Kim Daeyoung adalah ia yang beruntung dari segi visual, sosok orang muda pemilik struktur wajah yang feminin dan lembut. Garis rahang anggun membingkai parasnya yang jelita, tidak kurang dan tidak lebih. Alisnya seperti dilukis. Namun, yang paling sukses memandu Song Eunseok salah fokus tentu saja hidung maupun dagunya. Gadis-gadis mungkin bakal nekat bertanya di klinik mana Daeyoung berhasil mendapatkan hidung dan dagu yang sempurna seperti itu, pasalnya selebriti sekelas Karina Yoo yang disebut-sebut sebagai salah satu pekerja seni tercantik di Korea pun tidak memiliki hidung dan dagu sesempurna milik Daeyoung.
Penampilan fisiknya yang rupawan memang menjadi nilai plus, sampai-sampai Oh Sion terlihat gelisah di tempatnya. Eunseok tahu sepupunya yang satu ini memang paling rentan pada wajah cantik semacam milik Daeyoung ini, tetapi saat ini bukan saat yang tepat untuk menggoda Daeyoung. Demi Tuhan, mereka benar-benar butuh uang. Eunseok telah berdoa sepanjang malam agar hari ini ia berhasil menjual rumah warisan leluhurnya kepada Daeyoung--bukan--tepatnya kepada Damian, jutawan muda yang diklaim Daeyoung sebagai bosnya.
"Daepyonim bersedia membayar berapa pun harga rumah ini."

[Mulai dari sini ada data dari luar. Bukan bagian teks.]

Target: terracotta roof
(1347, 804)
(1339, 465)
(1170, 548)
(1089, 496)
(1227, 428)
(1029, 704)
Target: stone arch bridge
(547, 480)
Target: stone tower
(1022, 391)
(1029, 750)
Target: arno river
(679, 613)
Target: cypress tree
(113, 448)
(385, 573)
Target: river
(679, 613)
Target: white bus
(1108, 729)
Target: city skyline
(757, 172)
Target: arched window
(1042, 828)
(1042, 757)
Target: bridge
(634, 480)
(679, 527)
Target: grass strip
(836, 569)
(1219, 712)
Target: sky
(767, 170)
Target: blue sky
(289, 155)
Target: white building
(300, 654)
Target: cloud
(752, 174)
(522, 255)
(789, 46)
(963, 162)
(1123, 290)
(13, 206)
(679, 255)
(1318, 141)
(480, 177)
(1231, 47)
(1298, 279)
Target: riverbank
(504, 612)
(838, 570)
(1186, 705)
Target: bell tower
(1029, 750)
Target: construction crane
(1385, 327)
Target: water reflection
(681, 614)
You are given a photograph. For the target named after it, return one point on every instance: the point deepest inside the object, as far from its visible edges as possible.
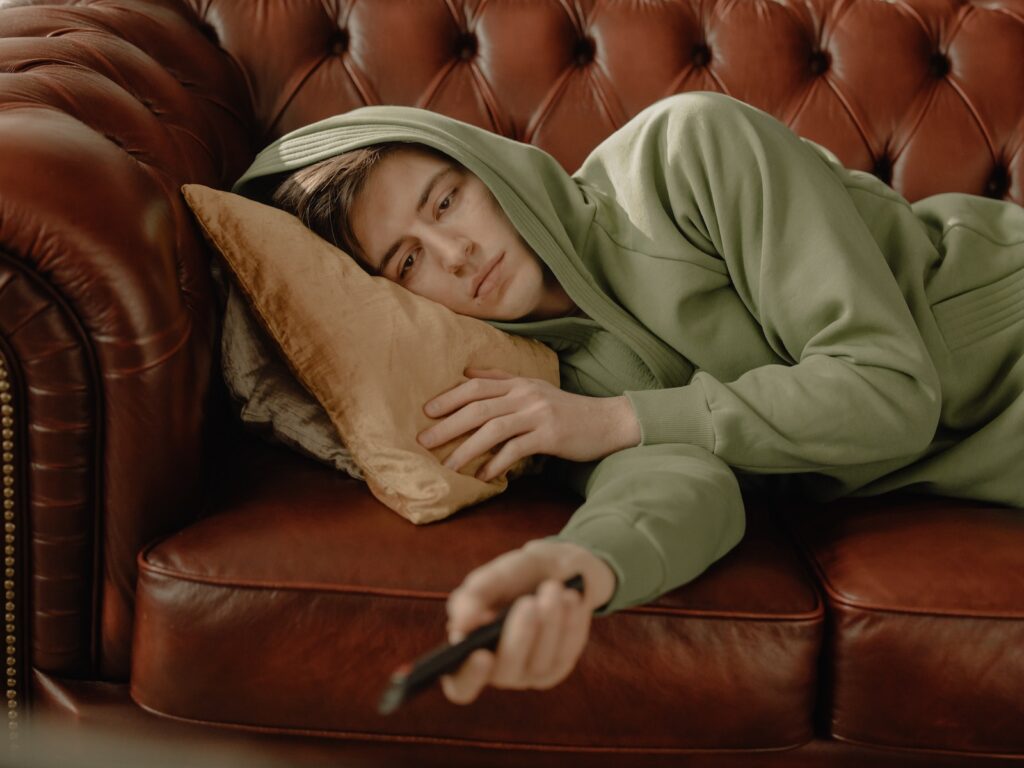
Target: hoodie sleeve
(658, 515)
(861, 387)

Daeyoung memberitahu Eunseok usai diajak berkeliling rumah bergaya Korea klasik ini oleh Eunseok dan sepupunya yang gelisah--Sion. Tidak dipedulikannya Sion yang terus-menerus berusaha mengirimkan sinyal please notice me lewat tatapan mata. Sesaat bibir Daeyoung mengulas senyum yang kelewat tipis hingga nyaris tidak terlihat, tepat saat maniknya yang sebiru lautan Pasifik menangkap binar dalam jernih tatapan Eunseok.

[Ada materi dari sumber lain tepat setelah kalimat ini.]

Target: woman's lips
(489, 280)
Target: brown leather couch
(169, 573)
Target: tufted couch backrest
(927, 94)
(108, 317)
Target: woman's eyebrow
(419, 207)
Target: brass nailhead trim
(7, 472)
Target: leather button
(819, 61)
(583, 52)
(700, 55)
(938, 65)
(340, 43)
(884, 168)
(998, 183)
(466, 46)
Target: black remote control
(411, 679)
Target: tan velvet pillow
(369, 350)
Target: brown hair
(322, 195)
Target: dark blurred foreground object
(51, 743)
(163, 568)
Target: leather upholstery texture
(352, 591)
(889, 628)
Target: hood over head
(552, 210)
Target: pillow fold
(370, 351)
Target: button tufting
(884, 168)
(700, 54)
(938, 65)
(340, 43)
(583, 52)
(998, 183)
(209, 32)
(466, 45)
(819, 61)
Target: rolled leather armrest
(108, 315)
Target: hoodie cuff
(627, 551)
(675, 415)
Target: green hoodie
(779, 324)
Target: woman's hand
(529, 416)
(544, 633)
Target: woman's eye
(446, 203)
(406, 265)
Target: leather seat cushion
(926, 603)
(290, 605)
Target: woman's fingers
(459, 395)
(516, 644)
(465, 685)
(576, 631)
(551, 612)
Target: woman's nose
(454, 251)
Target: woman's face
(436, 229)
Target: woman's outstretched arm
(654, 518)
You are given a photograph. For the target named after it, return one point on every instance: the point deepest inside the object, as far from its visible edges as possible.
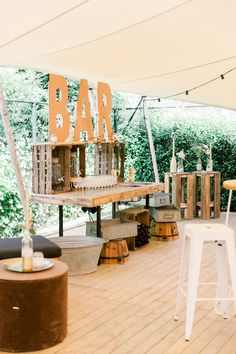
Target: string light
(186, 92)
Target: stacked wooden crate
(43, 155)
(164, 227)
(116, 232)
(108, 157)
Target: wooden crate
(114, 252)
(160, 199)
(139, 215)
(108, 157)
(43, 155)
(206, 197)
(168, 213)
(112, 229)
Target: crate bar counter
(54, 177)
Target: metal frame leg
(60, 220)
(228, 207)
(147, 201)
(99, 234)
(113, 210)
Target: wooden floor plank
(129, 308)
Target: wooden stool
(206, 194)
(182, 191)
(114, 252)
(34, 308)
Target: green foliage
(11, 213)
(188, 132)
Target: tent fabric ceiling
(150, 47)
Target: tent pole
(153, 154)
(12, 149)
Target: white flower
(206, 149)
(181, 154)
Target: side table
(33, 308)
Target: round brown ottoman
(33, 308)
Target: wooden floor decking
(130, 308)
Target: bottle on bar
(27, 253)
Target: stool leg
(183, 269)
(222, 276)
(195, 255)
(228, 207)
(232, 265)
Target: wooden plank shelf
(92, 198)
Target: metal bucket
(80, 253)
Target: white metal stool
(194, 237)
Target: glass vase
(180, 166)
(209, 166)
(199, 164)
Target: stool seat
(208, 231)
(11, 247)
(194, 237)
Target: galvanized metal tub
(80, 253)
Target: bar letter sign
(59, 118)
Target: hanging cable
(186, 92)
(132, 115)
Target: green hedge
(188, 133)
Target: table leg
(113, 210)
(99, 234)
(147, 201)
(228, 207)
(60, 220)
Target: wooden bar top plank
(91, 198)
(217, 195)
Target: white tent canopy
(151, 47)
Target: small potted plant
(180, 163)
(199, 152)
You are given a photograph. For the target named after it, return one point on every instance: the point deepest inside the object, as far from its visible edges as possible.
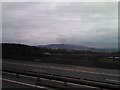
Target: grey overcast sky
(82, 23)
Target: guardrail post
(17, 75)
(38, 79)
(65, 84)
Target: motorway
(97, 74)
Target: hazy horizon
(32, 23)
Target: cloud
(61, 22)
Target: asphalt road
(11, 81)
(83, 72)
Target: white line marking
(65, 69)
(113, 80)
(22, 83)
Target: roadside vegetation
(61, 56)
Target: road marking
(112, 80)
(65, 69)
(22, 83)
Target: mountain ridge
(66, 46)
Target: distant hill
(67, 46)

"Tetapi dengan satu syarat." Kalimat Daeyoung sukses mendatangkan raut waspada di wajah elok Eunseok dan kerutan di kening mulus Sion.
"Syarat?" Alis Eunseok turut mengerut waspada.
"Syarat apa?"
"Syaratnya Anda juga bersedia menjual lukisan perempuan Barat yang kabarnya dimiliki keluarga ini dari generasi ke generasi, juga buku catatan tentang perempuan yang ada di dalam lukisan itu," beber Daeyoung gamblang.
Baik Eunseok maupun Sion terkejut mendengar jawaban yang diberikan Daeyoung. Sepasang sepupu yang berbeda usia otomatis bertukar pandang, saling menatap dengan penuh tanya.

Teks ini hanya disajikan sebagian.